New Braunfels, the location of our Fall 2024 Symposium, straddles both the Edwards Plateau Ecoregion and the Blackland Prairie ecoregion. Interstate 35 divides the city of New Braunfels; its path through the city closely parallels the boundary of these two ecoregions, with the Edwards Plateau on the west side and the Blackland Prairies region to the east. The Edwards Plateau area is also called the Hill Country; however, this general term covers a much larger area extending farther north. Spring-fed creeks are found throughout the region; deep limestone canyons, rivers, and lakes (reservoirs) are common. Ashe juniper is perhaps the most common woody species found throughout the region. Additional woody species include various species of oak, with live oak (Quercus fusiformis) being the most common. Sycamores (Platanus occidentalis) and bald cypress (Taxodium distichum) border waterways. This area is well known for its spring wildflower displays, though they may be viewed in spring, late summer, and fall, as well. According to Texas Parks and Wildlife, average annual rainfall in the Edwards Plateau ranges from 15 to 34 inches.

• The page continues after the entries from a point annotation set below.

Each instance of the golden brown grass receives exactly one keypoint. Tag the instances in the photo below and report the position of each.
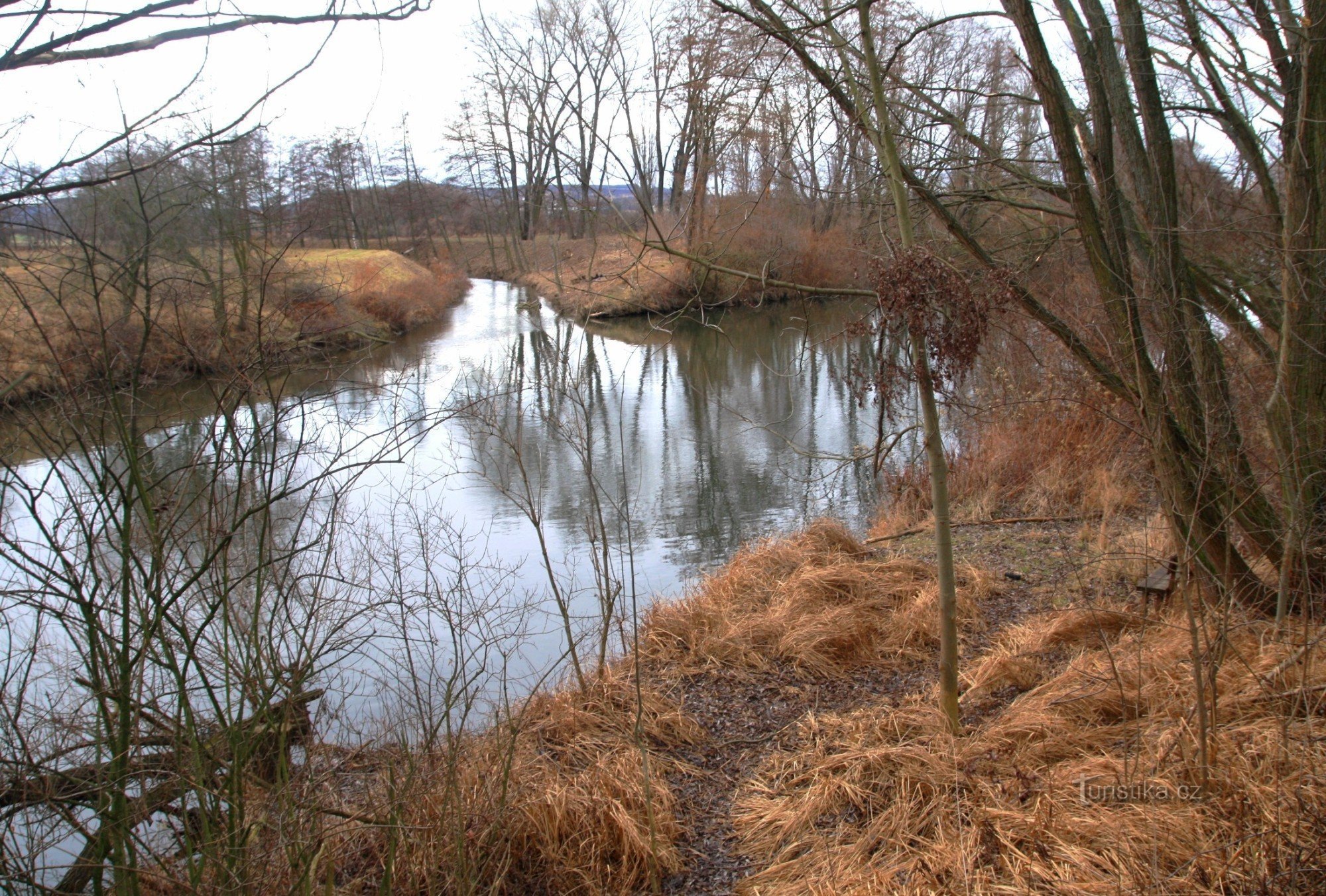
(615, 275)
(64, 324)
(572, 796)
(884, 800)
(816, 601)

The Blackland Prairie extends from the Red River south to San Antonio, bordered on the west by the Edwards Plateau and the Cross Timbers, and on the east by the Post Oak Savannah. Annual rainfall averages 30 to 40 inches, with higher averages to the east. This region is dominated by prairie species. The most common grass species include little bluestem (Schizachyrium scoparium) and Indian grass (Sorghastrum nutans) in the uplands and switchgrass (Panicum virgatum) in the riparian areas and drainages. Common herbaceous flowering plants include salvias, penstemons, and silphiums. This area has suffered greatly from overgrazing and agricultural use. Few intact areas remain, though many of the plants can be found along county roadsides throughout the region.

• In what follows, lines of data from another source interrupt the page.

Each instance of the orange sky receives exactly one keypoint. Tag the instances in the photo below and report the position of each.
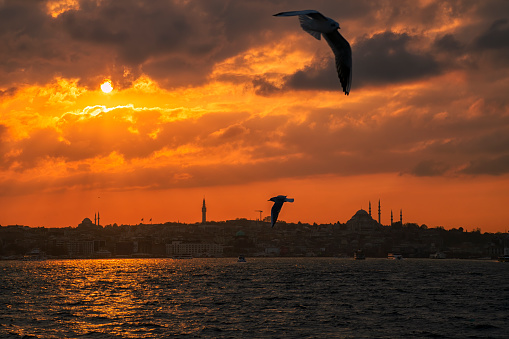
(223, 100)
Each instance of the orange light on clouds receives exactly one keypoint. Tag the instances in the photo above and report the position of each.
(107, 86)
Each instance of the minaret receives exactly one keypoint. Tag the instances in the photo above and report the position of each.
(203, 213)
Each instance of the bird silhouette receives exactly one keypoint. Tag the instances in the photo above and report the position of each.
(316, 24)
(276, 208)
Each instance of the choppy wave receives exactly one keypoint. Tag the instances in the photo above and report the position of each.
(263, 298)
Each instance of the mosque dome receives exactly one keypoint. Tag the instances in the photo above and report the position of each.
(86, 221)
(361, 213)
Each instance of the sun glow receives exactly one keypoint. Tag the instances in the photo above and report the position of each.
(107, 86)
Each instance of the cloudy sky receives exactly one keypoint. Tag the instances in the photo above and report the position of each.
(219, 99)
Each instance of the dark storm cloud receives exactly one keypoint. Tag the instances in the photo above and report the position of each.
(495, 37)
(178, 43)
(491, 166)
(382, 59)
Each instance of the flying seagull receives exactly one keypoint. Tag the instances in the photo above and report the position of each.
(276, 208)
(316, 24)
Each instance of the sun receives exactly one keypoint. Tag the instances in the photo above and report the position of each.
(107, 86)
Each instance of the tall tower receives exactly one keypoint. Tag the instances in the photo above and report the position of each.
(204, 213)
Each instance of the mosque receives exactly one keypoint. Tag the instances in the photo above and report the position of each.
(362, 221)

Our four host chapters (New Braunfels, Lindheimer, Guadalupe, and the Hill Country chapters) are located in one or both of the ecoregions above. However, the eastern portion of Guadalupe County also falls within the Post Oak Savanna ecoregion. Annual rainfall averages 35 to 45 inches, with higher averages to the east. A wide variety of hardwood trees are found, including several species of oaks, elms, and in the Bastrop area, loblolly pine (Pinus taeda). Grasses and forbs dominate in the open savannas, with most common grass being little bluestem. Ranching, agriculture, and fire suppression have allowed woody species to encroach on the once-open savannas.